Arens will be formally sworn into his new post by the Knesset this week. He briefed the Cabinet today, however, as Israel’s Ambassador to the U.S. He predicted a testing time ahead in Israel-U.S. relations but said he detected an increasing appreciation of Israel’s role and position in the Western world.

According to Arens, while President Reagan’s Middle East proposals, enunciated last September 1, remains Administration policy, there are second thoughts in some quarters as to the benefits accruing to Washington from the proposals. He also said he was very much encouraged by a recent Gallup Poll which showed that Israel has recouped much of the public support it had lost in the U.S. as a result of its invasion of Lebanon last year.

Arens reportedly told the Cabinet that Defense Secretary Caspar Weinberger is the key Administration official with close ties to the Arab world and that tended to mould his thinking in a way inimical to Israel. He said Secretary of State George Shultz was beginning to realize that the Israeli-Arab conflict was not as cut and dried as some Administration circles may have thought.

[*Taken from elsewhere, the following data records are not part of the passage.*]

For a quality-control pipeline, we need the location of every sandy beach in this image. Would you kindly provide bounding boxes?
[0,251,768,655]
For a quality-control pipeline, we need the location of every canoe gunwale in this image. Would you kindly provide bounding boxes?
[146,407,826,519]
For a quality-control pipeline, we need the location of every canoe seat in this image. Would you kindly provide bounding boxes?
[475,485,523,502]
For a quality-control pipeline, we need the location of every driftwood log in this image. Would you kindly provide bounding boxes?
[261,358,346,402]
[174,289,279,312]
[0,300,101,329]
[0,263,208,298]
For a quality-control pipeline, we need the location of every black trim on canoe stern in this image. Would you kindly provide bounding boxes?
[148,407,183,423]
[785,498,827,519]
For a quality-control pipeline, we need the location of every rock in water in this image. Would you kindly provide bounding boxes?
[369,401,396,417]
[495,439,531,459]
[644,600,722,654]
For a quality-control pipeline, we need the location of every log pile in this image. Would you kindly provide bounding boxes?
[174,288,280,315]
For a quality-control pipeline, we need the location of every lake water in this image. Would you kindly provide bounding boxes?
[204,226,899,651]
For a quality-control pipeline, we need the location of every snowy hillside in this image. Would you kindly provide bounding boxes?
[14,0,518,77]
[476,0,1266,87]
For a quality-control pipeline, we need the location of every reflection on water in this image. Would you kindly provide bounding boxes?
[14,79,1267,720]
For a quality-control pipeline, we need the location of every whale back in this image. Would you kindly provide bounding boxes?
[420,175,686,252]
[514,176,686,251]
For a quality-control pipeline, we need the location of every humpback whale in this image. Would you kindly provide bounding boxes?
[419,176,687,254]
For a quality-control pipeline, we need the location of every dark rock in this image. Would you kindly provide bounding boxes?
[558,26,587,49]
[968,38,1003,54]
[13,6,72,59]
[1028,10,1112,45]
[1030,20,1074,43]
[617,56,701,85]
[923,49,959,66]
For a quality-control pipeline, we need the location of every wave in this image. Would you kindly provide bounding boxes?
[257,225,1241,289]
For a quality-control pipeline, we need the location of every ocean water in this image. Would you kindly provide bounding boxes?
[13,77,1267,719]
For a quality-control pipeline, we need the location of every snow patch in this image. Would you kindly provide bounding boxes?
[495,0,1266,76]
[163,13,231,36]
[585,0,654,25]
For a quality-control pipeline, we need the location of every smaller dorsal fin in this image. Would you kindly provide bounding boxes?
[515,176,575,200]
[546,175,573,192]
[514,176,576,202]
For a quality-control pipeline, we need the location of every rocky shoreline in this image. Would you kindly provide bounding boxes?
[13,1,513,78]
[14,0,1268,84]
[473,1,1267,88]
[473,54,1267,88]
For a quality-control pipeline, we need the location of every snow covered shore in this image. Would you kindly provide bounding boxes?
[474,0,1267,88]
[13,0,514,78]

ARENS PREPARES FOR HIS NEW POST

Arens spent most of the day preparing to assume his new post. He paid his first visit to the Defense Ministry where he was greeted with full military honors.

He promised to run the Defense Ministry and conduct this contacts with the army General Staff as a “team man” rather than a “prima donna.”

Arens held his first working session with Chief of Staff Gen. Rafael Eitan this evening. One of his first jobs will be to find replacements for the senior officers dismissed or shifted in compliance with the recommendations of the commission of inquiry into the Beirut refugee camps massacre, and a replacement for Eitan who retires in April.

ISRAEL MUST LOOK AFTER ITS OWN INTERESTS

Arens returned to Israel from Washington Friday. He refused to answer most questions by reporters about U.S.-Israeli relations except to say that Israel, first and foremost, must look after its own interests, one of which was maintaining as good relations with the U.S. as possible. He also said that he assumed former Defense Minister Ariel Sharon who he is replacing still has a great deal to contribute in the area of defense.

Arens said a headline in The Los Angeles Times a week ago quoting him as saying that Israel might consider a preemptive strike against Syria was misleading although the Times’ story itself was “reasonably correct. ” He said he had told the newspaper, in reply to a question, that “if Israel were ever to find itself in mortal danger, as has been the case in the past, we would, of course, consider taking the necessary measures.”